The work goes on, the cause endures

By Andrew Stone

It is both honouring and daunting to take on the role of National President. I am not the first to take on the job with common law rights under attack and I doubt I will be the last. What I can promise is that for the next twelve months, I will do all within my power to lead the fight.

At the heart of the common law is one long-standing principle – that those who do harm, either intentionally or through inadvertence, carry a legal responsibility to make good the harm (as best as money can). This legal principle is little more than what our parents taught us – if you do something wrong, then apologise and help clean up the mess.

Insurance means the risks of causing harm by way of personal injury have been collectivised – a whole class of premium-payers bear a small portion of the risk, rather than leaving it for one individual to carry alone. Unfortunately, the price of this collective responsibility has been the abandonment of the principle of fully making good the harm caused.

Every jurisdiction across the country places artificial caps on the recovery of damages. The political pressures to decrease those caps, increase the restrictions and deny people the legal representation to assert their rights are ever present.

Over the past two years, the ALA has been prominent in fighting against the removal of individual rights in South Australia, the ACT, NSW, Victoria and Queensland. Let me extend my thanks to my two immediate predecessors, Anthony Kerin and Geraldine Collins, for their leadership of the ALA. They have set a formidable example.

We can take pride in some wins along the way. I don’t have space here to provide a state-by-state analysis, but the time and effort devoted by ALA members to campaigning against oppressive changes to individual rights has made a difference. I want to acknowledge and thank all those ALA members who have worked so hard at the state level to fight the good fight. Unfortunately, for many there is no rest, just the next campaign to fight.

All this activity has come at a cost. Under the stewardship of our General Manager, Richard Trim, reserves had been built up for a rainy day. With downpours all over the country, funds have been devoted to campaigning and lobbying against unjust tort law ‘reform’, and the outcome has been a significant depletion of our reserves. However, the lobbying work is far from done, with upcoming elections in Queensland and NSW, threatened changes to Comcare arrangements and a variety of other so-called ‘reforms’ (designed to strip individual rights) which must be fought.

To those who lead the law firms that comprise our membership, I thank you for your support and exhort you to remain engaged with the ALA. We can only do what we do as long as we have the financial resources to do it. That means we need membership numbers and we need people attending conferences, both for the conference revenue and the sponsorship that it attracts.

I understand that when times are tight, cutting back on membership of the ALA might seem like a saving.
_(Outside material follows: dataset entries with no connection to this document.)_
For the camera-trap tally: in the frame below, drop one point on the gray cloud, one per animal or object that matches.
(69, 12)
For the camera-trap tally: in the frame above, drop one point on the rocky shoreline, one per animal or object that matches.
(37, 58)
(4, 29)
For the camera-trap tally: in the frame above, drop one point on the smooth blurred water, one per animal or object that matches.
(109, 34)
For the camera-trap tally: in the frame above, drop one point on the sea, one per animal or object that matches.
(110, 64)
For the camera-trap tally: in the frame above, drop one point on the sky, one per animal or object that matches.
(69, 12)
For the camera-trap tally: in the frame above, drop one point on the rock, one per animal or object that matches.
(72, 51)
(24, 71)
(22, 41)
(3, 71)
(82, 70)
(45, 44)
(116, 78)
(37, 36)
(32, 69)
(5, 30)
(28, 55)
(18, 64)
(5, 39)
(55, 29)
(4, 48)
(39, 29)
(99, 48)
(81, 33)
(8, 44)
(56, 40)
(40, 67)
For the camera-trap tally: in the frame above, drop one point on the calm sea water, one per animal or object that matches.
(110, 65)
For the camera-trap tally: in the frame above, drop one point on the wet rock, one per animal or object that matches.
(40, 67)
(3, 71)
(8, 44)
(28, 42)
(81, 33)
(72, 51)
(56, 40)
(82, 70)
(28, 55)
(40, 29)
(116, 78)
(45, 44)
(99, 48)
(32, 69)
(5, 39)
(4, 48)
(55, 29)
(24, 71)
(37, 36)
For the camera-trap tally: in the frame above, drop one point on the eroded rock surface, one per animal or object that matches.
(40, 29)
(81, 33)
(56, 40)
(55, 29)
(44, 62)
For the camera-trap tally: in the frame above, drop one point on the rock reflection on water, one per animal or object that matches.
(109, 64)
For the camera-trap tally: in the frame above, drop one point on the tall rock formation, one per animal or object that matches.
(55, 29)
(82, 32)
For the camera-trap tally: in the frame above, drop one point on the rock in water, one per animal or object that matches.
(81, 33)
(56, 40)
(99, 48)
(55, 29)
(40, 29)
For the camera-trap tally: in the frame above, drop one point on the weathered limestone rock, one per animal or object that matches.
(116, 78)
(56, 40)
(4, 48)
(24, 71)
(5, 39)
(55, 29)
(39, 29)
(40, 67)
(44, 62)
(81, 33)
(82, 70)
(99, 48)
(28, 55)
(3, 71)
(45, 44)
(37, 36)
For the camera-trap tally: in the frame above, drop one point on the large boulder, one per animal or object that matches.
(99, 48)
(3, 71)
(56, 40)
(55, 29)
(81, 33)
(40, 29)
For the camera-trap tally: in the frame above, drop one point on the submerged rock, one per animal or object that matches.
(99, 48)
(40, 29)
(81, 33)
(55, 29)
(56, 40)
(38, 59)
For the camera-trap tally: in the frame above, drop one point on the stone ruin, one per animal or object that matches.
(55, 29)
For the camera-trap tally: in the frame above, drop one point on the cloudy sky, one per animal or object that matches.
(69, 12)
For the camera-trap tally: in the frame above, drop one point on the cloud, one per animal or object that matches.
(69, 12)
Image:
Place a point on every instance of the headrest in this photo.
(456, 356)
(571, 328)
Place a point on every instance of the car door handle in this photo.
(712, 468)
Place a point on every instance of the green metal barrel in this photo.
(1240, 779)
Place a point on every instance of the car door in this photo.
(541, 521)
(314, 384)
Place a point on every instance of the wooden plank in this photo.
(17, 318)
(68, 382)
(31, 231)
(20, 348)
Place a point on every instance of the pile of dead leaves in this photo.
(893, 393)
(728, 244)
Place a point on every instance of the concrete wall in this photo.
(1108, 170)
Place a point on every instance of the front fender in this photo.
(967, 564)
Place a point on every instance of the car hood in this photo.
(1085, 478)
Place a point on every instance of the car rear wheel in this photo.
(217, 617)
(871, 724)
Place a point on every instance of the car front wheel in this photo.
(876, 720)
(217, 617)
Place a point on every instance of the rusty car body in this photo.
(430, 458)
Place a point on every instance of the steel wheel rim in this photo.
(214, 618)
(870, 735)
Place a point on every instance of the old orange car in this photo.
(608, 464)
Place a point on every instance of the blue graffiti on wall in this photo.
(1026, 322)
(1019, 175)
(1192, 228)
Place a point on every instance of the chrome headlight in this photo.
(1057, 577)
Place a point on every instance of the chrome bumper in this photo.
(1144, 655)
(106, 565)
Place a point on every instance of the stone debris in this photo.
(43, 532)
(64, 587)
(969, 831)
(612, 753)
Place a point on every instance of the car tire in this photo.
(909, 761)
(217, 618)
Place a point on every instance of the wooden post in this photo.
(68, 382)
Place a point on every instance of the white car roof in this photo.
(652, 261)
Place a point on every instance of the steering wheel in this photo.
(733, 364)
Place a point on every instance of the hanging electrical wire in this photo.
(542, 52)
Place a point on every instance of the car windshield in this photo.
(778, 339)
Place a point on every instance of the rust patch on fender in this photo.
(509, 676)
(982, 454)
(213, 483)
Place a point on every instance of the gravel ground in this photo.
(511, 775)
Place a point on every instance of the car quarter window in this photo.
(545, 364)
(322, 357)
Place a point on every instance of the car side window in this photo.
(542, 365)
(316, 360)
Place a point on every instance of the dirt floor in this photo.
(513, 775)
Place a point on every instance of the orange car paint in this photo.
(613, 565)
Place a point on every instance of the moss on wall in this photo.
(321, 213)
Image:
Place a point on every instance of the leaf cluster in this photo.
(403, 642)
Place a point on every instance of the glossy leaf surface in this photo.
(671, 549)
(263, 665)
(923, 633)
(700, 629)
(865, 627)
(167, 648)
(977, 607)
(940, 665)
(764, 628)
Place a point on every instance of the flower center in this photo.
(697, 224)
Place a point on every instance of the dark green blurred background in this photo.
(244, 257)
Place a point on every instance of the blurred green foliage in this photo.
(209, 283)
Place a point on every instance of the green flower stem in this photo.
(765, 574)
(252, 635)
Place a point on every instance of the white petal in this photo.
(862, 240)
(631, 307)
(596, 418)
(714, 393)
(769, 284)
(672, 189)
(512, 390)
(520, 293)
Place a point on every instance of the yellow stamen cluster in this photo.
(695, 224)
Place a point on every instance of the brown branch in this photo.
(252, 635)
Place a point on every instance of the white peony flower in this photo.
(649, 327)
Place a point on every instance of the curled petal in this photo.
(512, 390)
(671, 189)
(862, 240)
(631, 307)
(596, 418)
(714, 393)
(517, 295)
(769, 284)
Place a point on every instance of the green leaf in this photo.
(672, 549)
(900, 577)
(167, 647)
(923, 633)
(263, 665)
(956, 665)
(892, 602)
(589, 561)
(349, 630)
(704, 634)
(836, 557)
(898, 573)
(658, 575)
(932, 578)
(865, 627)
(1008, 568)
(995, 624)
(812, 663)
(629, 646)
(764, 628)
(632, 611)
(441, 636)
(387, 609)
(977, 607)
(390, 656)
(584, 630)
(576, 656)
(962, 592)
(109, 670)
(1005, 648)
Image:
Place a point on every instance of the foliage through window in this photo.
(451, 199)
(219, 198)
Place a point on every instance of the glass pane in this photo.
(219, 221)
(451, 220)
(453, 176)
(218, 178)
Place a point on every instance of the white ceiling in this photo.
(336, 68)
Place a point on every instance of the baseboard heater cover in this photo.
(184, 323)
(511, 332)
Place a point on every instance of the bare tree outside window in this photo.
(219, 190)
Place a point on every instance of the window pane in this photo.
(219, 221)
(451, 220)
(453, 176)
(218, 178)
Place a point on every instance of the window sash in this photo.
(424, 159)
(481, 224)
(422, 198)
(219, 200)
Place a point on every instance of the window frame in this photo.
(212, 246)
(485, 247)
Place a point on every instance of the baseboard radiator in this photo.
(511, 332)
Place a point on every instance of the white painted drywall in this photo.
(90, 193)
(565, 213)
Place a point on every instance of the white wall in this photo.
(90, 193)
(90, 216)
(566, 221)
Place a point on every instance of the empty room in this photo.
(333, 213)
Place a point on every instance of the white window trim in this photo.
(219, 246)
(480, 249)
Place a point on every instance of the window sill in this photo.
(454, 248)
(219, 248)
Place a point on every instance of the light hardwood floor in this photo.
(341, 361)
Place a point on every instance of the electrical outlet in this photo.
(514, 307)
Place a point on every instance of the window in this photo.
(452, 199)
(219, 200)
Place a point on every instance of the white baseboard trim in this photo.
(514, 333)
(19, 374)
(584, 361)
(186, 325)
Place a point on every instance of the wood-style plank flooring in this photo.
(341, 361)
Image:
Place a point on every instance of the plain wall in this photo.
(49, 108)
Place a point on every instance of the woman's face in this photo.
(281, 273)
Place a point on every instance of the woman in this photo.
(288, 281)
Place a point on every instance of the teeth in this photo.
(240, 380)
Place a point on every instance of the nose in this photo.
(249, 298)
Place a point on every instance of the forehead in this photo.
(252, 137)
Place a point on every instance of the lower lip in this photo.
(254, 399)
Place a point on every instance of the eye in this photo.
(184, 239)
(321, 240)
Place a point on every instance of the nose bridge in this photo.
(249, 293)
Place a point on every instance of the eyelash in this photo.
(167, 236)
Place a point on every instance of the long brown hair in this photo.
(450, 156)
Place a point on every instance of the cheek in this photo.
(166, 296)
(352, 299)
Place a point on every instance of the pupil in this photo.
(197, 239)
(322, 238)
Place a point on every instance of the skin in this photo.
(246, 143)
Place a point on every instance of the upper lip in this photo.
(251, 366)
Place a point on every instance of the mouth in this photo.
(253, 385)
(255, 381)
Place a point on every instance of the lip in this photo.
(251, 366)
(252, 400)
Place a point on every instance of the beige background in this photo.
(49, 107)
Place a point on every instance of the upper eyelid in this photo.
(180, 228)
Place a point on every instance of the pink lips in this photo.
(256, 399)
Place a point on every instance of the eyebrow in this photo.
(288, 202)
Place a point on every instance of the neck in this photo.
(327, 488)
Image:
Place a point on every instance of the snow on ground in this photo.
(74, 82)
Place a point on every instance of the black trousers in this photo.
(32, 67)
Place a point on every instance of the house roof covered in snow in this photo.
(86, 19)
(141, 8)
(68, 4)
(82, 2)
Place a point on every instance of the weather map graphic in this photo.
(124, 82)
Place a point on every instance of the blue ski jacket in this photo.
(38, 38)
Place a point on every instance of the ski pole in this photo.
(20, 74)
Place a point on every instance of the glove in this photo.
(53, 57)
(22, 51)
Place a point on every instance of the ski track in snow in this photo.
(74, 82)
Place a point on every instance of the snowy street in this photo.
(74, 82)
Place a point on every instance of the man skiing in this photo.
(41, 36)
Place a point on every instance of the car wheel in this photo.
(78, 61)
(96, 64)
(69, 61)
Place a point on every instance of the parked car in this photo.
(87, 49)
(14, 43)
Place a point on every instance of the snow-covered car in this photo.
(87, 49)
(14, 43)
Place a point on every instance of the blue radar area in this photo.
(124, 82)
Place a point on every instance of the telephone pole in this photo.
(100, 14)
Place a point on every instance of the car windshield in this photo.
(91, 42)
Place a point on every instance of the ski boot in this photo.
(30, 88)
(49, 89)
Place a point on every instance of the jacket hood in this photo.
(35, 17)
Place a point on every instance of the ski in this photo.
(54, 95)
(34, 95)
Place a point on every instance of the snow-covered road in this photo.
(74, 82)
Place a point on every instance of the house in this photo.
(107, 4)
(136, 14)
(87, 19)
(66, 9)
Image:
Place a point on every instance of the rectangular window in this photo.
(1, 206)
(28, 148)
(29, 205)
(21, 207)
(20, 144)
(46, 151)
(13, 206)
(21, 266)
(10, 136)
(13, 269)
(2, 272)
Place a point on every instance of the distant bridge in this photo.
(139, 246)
I urge you to consider just how much of your practice would be left if it were not for the efforts of the ALA in lobbying government to avoid the total decimation of the rights of the injured.

The ideal of the common law can be easily expressed – access to fair compensation with the appropriate level of legal assistance to assert those rights. As I am fond of commenting, a right which you do not have the skill, capacity or assistance to assert is really no right at all.

We have a terrific National Conference planned for Sydney in October and I hope to see plenty of you there.

Let me finish this column where I started – the promise of battles to come. You have my commitment and in turn, I seek yours. As a Kennedy buff, I offer you these words from Senator Ted Kennedy in regard to our collective pursuit of social justice: ‘The work goes on, the cause endures, the hope still lives and the dream shall never die.’